— И если усвоение сыворотки у него пойдёт ровно, а не как у Эймунда-отрока, например. Помнишь, конунг, что в тот раз вышло? — Рёрик задумчиво почесал бороду.
В ответ Торбранд уверенно покачал головой:
— Разумеется, помню, но четырнадцать процентов за несколько часов…
— Как раз ещё не могут ни о чем говорить… — закончил фразу Оттар, потирая длинный нос. — У Эймунда отторжение тканей началось через целых две недели.
— Воля Норн…
Конунг снова кивнул, поймал полный мольбы взгляд дверга и улыбнулся:
— Хочешь спросить, дверг? — Улыбка его застыла, словно вода на морозе. — Хочешь узнать, что все это значит, да? Ещё не время, коротышка. Все, что тебе сейчас полагается знать, так это то, что в течение сорока ближайших часов ты либо станешь другим, либо умрёшь. И то и другое в моей власти.
Спокойный тон конунга, так неожиданно сменившего отношение к двергу, спокойствия последнему не добавлял.
Рёрик поёрзал в кресле, с ненавистью бросив взгляд на табличку, запрещающую курить в лаборатории.

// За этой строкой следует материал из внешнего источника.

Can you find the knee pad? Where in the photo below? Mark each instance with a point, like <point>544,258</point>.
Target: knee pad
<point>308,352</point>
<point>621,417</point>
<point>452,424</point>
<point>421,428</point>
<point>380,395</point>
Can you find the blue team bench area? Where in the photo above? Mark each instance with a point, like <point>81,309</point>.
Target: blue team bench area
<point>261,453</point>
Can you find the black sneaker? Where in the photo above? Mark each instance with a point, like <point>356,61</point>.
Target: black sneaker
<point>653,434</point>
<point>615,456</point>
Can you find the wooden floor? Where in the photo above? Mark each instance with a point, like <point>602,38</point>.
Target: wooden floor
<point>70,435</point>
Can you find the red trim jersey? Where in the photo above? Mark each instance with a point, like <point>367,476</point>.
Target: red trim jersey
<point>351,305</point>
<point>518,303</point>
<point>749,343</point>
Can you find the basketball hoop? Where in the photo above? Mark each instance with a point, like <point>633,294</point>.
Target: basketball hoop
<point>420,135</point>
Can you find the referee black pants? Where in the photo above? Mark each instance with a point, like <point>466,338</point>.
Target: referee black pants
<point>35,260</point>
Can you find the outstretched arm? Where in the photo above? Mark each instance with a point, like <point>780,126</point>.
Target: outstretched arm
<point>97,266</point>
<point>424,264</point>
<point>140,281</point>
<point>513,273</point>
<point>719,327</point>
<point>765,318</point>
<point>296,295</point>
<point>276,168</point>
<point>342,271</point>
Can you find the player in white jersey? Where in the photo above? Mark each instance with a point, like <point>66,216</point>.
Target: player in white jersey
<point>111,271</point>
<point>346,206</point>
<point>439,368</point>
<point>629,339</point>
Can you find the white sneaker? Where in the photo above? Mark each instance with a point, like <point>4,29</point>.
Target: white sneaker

— И все же какова вероятность, что вещество может дать незапрограммированный результат?
— К вашему… или его счастью, именно для дверга это маловероятно вообще, — не оборачиваясь, помотал головой Оттар, продолжая стучать по клавишам, — чистота породы, так сказать, практически полное отсутствие искажений человеческой сути, если не считать особенностей скелета и… — Тихонечко прожужжав, принтер выплюнул очередной лист. — Вот, готово. — И он протянул бумагу конунгу.
Сидящие рядом ярды склонились к нему с обеих сторон.
Через минуту Торбранд, поверх белого листа, поднял взгляд на съёжившегося дверга.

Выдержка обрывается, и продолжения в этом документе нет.